SPÉCIAL BIBITTES!! AAAAAARRRRGHHHHHHH!!! Ça, c'est la méchante bibitte qui s'est vicieusement permis de monter dans mes pantalons lorsque j'ai dormi pour la première fois sur les dunes de sable. Tsé, la fois que je m'étais mise à crier, et que j'ai eu peur de ne pas survivre à la nuit. Cochonnerie.
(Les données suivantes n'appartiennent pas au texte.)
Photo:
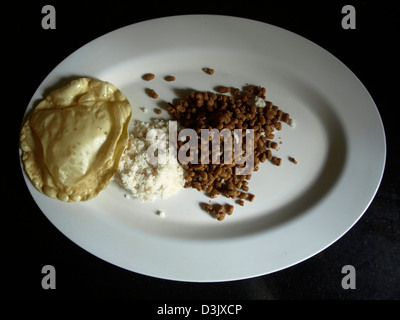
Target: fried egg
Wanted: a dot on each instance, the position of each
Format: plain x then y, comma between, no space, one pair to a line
73,140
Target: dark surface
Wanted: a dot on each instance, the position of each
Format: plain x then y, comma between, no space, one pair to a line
372,246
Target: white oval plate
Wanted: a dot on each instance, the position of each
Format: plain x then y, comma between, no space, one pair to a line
299,210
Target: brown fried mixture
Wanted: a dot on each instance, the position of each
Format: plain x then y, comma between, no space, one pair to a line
234,110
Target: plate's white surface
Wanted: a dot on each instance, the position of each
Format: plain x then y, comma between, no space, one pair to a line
299,210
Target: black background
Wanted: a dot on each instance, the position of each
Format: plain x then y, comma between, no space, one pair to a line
372,246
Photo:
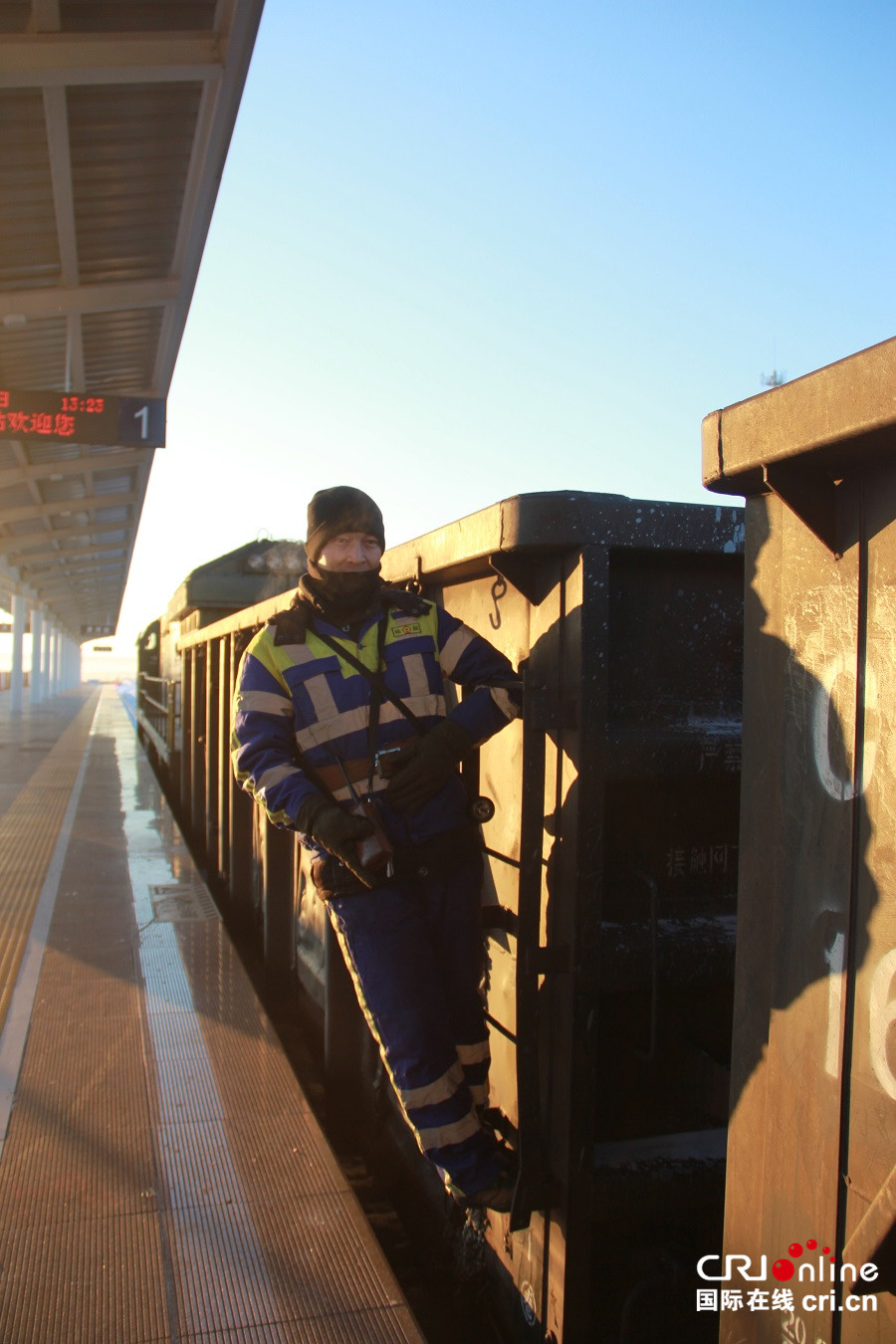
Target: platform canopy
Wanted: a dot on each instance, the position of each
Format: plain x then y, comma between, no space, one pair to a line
114,125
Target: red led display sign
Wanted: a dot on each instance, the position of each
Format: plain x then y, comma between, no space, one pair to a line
82,418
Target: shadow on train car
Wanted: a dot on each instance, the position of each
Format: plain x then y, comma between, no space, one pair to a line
608,902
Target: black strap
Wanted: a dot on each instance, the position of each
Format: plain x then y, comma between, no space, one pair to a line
376,679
SPÉCIAL BIBITTES!! Y'en avait donben...


J'ai passé une journée au champ à regarder les hommes travailler parce qu'ils m'interdisaient de bouger le petit orteil... ici, ils préparent l'attelage (modeste, mais efficace) des boeufs.


Pas trop à l'aise dans mes culottes, car l'un des boeufs venait tout juste de renverser le petit et lui faire une méchante bosse sur le front.


Dolba m'aide à cultiver à l'aide de la daba. Lui, il ne risque pas de revoir une Blanche cultiver son champ de sitôt.


J'ai fait un mètre, et je suis éreintée. Comment arrivent-ils à supporter le soleil et la position pendant des journées entières, des semaines, des années?!


SPÉCIAL BIBITTES!!! Un margouillat qui va finir dans l'assiette des petits du village, à côté d'un scorpion déterré de son trou tout spécialement pour la photo destinée à mon papa.


LES FAMEUX ÉLÉPHANTS APRÈS LESQUELS J'AI COURU!!! En gougounes, en pleine brousse! Priceless, comme on dit.


À gauche, Moussa; à droite, Yacouba. Tous deux cousins de Babamine, ils ont admirablement pris soin de moi lors de mon trop court passage dans leur patelin, Diarabakoko. Vous vous rappelez, le petit village où j'ai eu le coup de foudre...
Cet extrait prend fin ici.